Entidades rebatem proposta que limita horário de vendas de bebidas alcoólicas

As declarações do futuro ministro Osmar Terra, sobre limitar a venda de bebidas alcoólicas por bares e restaurantes, não agradaram entidades do setor que se manifestaram contra a ideia. Representante de grandes empresas como Ambev e Heineken, o Sindicato Nacional da Indústria da Cerveja estimou o prejuízo para o setor, caso o horário de venda desses produtos sejam restringidos.

De acordo com o Sindicerv, a medida "pode agravar ainda mais a situação econômica do país, já que pode desempregar milhares de trabalhadores do setor de bares e restaurantes.” Para Osmar Terra, a redução do horário de venda de bebidas alcoólicas ajuda a criar uma “política de redução da violência". Já o Sindicerv rebate destacando que “experiências internacionais mostram que a restrição dos horários de venda de bebidas não é o que reduz os índices de violência, cujas causas são mais complexas.”

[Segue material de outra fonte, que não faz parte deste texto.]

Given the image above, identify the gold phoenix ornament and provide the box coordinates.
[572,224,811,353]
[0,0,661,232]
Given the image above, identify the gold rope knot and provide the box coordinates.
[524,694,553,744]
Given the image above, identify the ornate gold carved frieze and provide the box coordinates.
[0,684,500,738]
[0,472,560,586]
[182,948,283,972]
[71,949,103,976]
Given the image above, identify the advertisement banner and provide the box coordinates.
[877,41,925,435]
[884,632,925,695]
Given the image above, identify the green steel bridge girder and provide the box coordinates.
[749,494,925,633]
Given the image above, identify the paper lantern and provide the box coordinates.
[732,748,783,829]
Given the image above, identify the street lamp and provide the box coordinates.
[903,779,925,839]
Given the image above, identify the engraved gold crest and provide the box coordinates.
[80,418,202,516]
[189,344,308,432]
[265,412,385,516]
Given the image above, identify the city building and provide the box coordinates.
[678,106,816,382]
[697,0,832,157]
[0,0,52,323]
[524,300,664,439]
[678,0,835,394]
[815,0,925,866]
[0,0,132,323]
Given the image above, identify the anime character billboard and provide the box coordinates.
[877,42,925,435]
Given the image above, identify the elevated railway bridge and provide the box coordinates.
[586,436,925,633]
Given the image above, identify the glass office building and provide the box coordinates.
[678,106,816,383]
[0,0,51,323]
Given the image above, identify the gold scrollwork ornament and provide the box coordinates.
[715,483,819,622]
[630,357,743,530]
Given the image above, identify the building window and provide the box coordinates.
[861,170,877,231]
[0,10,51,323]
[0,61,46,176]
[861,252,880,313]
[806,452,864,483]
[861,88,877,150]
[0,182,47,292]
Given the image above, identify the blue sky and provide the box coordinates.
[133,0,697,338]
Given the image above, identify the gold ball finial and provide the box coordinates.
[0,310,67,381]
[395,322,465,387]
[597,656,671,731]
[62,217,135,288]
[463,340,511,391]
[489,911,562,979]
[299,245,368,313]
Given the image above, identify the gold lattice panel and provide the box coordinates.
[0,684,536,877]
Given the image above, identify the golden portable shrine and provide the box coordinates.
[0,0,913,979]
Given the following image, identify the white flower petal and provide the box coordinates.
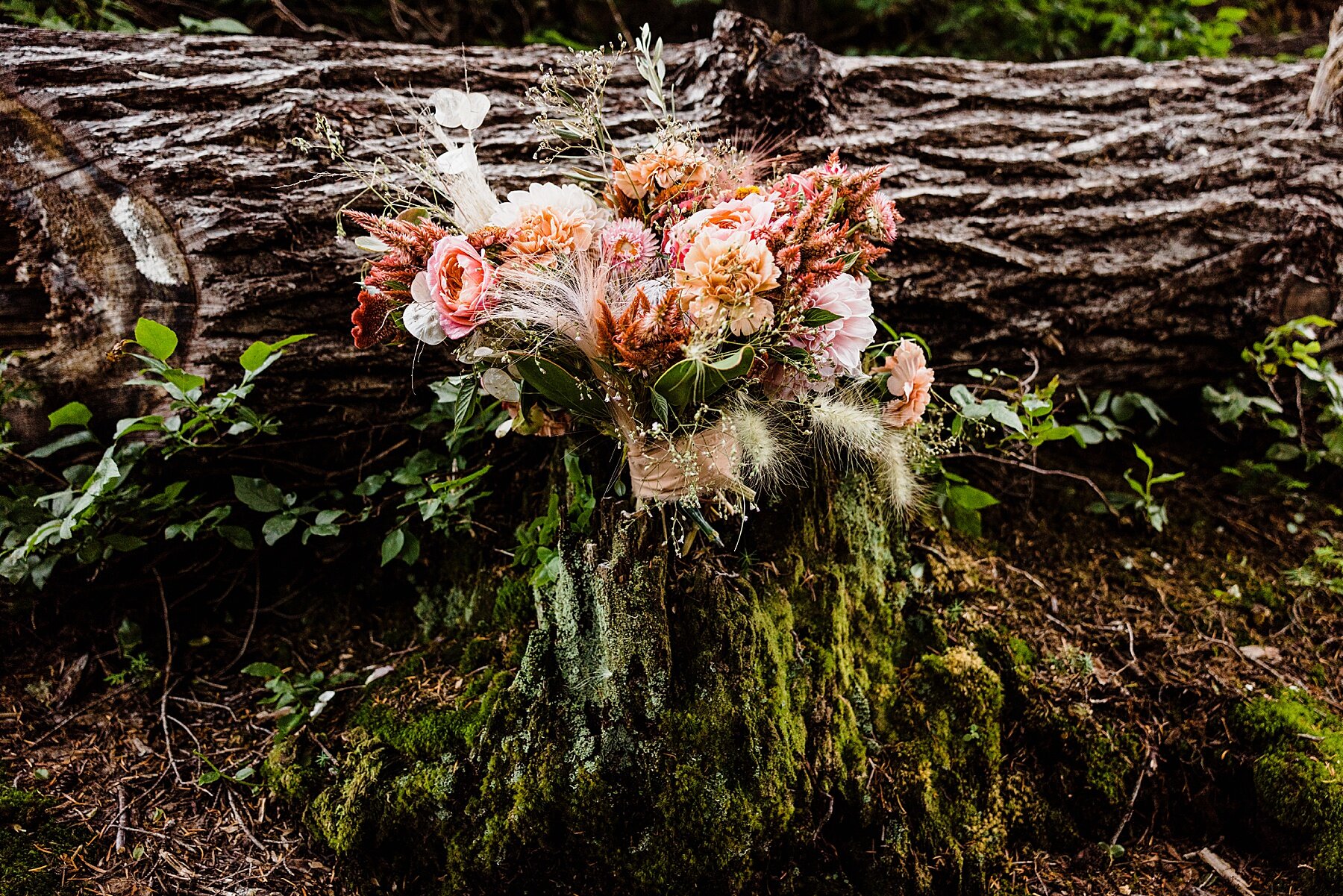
[411,272,433,302]
[401,302,447,345]
[354,236,391,253]
[462,93,490,131]
[438,142,477,178]
[430,87,490,131]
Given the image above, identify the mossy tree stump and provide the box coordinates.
[272,478,1004,893]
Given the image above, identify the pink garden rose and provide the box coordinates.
[877,339,933,430]
[427,236,494,339]
[789,274,877,376]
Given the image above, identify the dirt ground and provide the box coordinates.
[0,437,1343,896]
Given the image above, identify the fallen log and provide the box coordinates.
[0,12,1343,445]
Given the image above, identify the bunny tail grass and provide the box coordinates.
[811,395,885,462]
[725,399,801,492]
[877,430,928,520]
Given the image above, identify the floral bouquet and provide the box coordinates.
[325,27,933,532]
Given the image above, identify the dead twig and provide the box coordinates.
[942,451,1118,517]
[1185,846,1254,896]
[1109,747,1156,846]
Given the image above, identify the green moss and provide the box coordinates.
[0,785,79,896]
[1232,689,1343,895]
[269,481,1004,896]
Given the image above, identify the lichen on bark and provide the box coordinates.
[270,478,1006,893]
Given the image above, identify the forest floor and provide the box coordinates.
[0,432,1343,896]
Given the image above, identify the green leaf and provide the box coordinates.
[398,532,419,566]
[234,475,285,513]
[24,430,98,460]
[947,485,998,510]
[164,367,205,394]
[514,357,606,419]
[102,532,145,552]
[383,529,406,566]
[242,662,285,678]
[238,339,312,374]
[260,513,298,545]
[802,307,843,327]
[984,401,1026,433]
[117,619,144,653]
[453,376,480,428]
[275,709,307,738]
[136,317,178,361]
[47,401,93,428]
[215,525,257,551]
[653,345,755,410]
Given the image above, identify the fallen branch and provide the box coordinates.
[1185,846,1254,896]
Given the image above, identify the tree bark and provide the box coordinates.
[0,12,1343,445]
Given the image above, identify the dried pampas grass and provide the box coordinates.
[489,255,624,359]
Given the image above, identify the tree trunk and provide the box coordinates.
[0,12,1343,445]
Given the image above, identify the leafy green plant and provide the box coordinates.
[1091,445,1185,532]
[0,319,306,589]
[932,368,1183,536]
[104,619,158,688]
[1073,389,1174,446]
[930,0,1247,62]
[195,750,259,790]
[243,662,359,740]
[1203,316,1343,488]
[1284,533,1343,596]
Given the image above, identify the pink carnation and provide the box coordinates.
[791,274,877,376]
[427,236,494,339]
[877,339,933,428]
[601,218,657,272]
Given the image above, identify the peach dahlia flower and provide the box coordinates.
[611,142,709,198]
[674,230,780,336]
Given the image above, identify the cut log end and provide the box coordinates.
[0,12,1343,448]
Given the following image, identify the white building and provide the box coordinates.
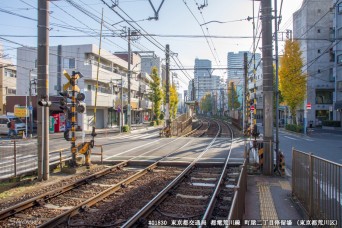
[227,51,263,114]
[0,44,17,115]
[333,0,342,125]
[293,0,338,126]
[17,44,151,130]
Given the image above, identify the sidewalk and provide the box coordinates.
[232,138,306,227]
[242,175,306,227]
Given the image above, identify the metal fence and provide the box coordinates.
[292,149,342,223]
[171,114,192,136]
[0,140,103,180]
[228,160,247,225]
[0,140,70,180]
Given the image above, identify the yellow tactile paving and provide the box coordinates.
[257,183,280,227]
[279,181,292,191]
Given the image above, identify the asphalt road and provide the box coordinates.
[0,128,243,179]
[258,126,342,170]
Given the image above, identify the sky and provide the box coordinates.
[0,0,302,90]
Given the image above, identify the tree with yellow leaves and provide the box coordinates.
[279,40,307,124]
[170,85,178,119]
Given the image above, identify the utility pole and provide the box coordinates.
[243,52,248,132]
[37,0,50,181]
[261,0,273,175]
[251,0,257,125]
[127,28,131,130]
[274,0,279,170]
[165,44,171,136]
[29,69,33,138]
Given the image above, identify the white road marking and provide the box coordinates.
[284,135,298,140]
[305,139,315,142]
[104,139,162,160]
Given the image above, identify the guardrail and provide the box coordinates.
[292,148,342,222]
[0,140,103,180]
[228,160,247,224]
[171,114,192,136]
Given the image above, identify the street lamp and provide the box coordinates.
[111,78,123,133]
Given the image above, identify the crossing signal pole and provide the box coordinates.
[60,71,89,168]
[165,44,171,137]
[37,0,51,181]
[261,0,273,175]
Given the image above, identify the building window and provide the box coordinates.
[7,89,17,94]
[5,69,17,78]
[337,55,342,65]
[63,58,76,69]
[329,48,335,62]
[329,68,335,82]
[316,90,333,104]
[329,27,335,42]
[337,2,342,14]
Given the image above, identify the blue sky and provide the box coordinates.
[0,0,302,88]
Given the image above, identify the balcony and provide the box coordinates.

A Associação Brasileira de Bares e Restaurantes, Abrasel, também rebateu as declarações do futuro titular da Cidadania. Para o presidente-executivo da entidade, Paulo Solmucci, “Não existe diagnóstico fácil que já resolva o problema da violência.” Além disso, ele afirmou que a proposta de Osmar Terra vai na contramão do pensamento dos principais urbanistas do mundo, “que enxergam bares e restaurantes como pontos de luz nas ruas”, aumentando a segurança dos arredores desses locais.

A declaração de Osmar Terra foi dada em entrevista publicada no jornal O Globo, na última sexta-feira (21). O futuro ministro chegou a dizer que já discute o tema com o presidente eleito Jair Bolsonaro. Em um segundo momento, pela rede social Twitter, o futuro ministro publicou um esclarecimento, afirmando que “não há qualquer decisão do futuro governo do presidente Bolsonaro sobre limitar venda de bebida alcoólica”. Segundo ele, o que foi colocado é dentro do contexto de propostas para reduzir pobreza e violência e limitar horário de venda noturna nos lugares mais violentos.

Texto e foto: Agência Rádio Mais

Comentários

  • Na Real

    Comentário enviado em - 26/12/2018

    Esta difícil, o governo ainda nem começou e a imprensa ordinária, já esta criticando, as panelinhas já estão se agrupando para ver quem fica como o pirão. Quando é para beneficiar uns poucos, os trabalhadores, viram massa de manobra, ficam preocupados com o empregos de todos, mas dar um salário digno, tirando dos lucros dos empresários nem pensar, se dão algum aumento repassam para o bolso do consumidor, que dá no mesmo, pois o consumidor é o mesmo trabalhador que ganha uma merreca!